Cevap bulmak umuduyla kapıya yanaştığımda aniden açılan kapı ile korkuyla geri çekildim. Üzerinde siyah bir elbise olan genç bir kadın elinde tepsiyle içeri girmişti.

"Günaydın hanımefendi, korkuttum sanırım kusura bakmayın. Beyefendi yemeğinizi yollamıştı."

Tepsiyi masanın üzerine bırakan kadın soru sormama fırsat vermeden çıktı odadan. Tanımadığım bir adamın evinde yemek yemek istemesem de burda baygınca yattığımı varsayarsak herhangi bir kötülük yapacak insanın zaten çok fazla şansı olmuştu. Guruldayan mideme kulak verip kadının getirdiği yemeği bir kaç dakika içinde silip süpürmüştüm. Neredeyse iki gündür bir şey yiyemiyordum ve bu yüzden bir daha bayılma ihtimalim vardı.

Boş tabakları tepside bırakıp tekrar kapıya yöneldim. Bu kez birinin gelmemesini fırsat bilerek usulca açtım kapıyı. Eve girmiş hırsız gibi temkinli ve sessizdi adımlarım.

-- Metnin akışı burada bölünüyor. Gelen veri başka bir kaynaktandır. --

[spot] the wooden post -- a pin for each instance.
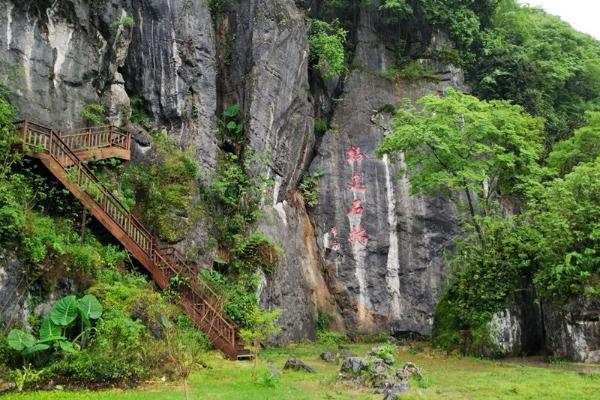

Odanın hemen ilerisinde uzanan merdivenlerden inmeye başladığımda bir alt kattan gelen sesleri duydum. Olduğum yerde eğilip biraz dinlediğimde bunlardan birinin zehir olduğunu fark ettim. Zihnimde bir yandan ona neden zehir diyorlar sorusu dönse de buna sonra kafa patlatabilirdim.

Yanindaki adamla iş hakkında anlamadığım dosyalardan bahsediyorlardı. Adamın tok sesinden yaşlı olduğu belli oluyordu.

Konuşma seslerinin kesilmesinden birkaç saniye sonra uzaklaşan adım sesleri geldi. Gitmişlerdi.

Derin bir nefes verip yeniden inmeye başladım kahve rengi geniş merdivenleri. Son basamağa geldiğimde zehir'in sesiyle olduğum yerde kaldım. Ben gittiğini sansam da önümdeki deri üçlü koltukta oturuyordu. Sırtı bana dönük olsa da adım seslerimi duyduğu belliydi.

"Umarım kaçmaya çalışmıyorsundur ufaklık."

Sesi alaylıydı. Sanki burdan ancak ölün çıkar der gibiydi.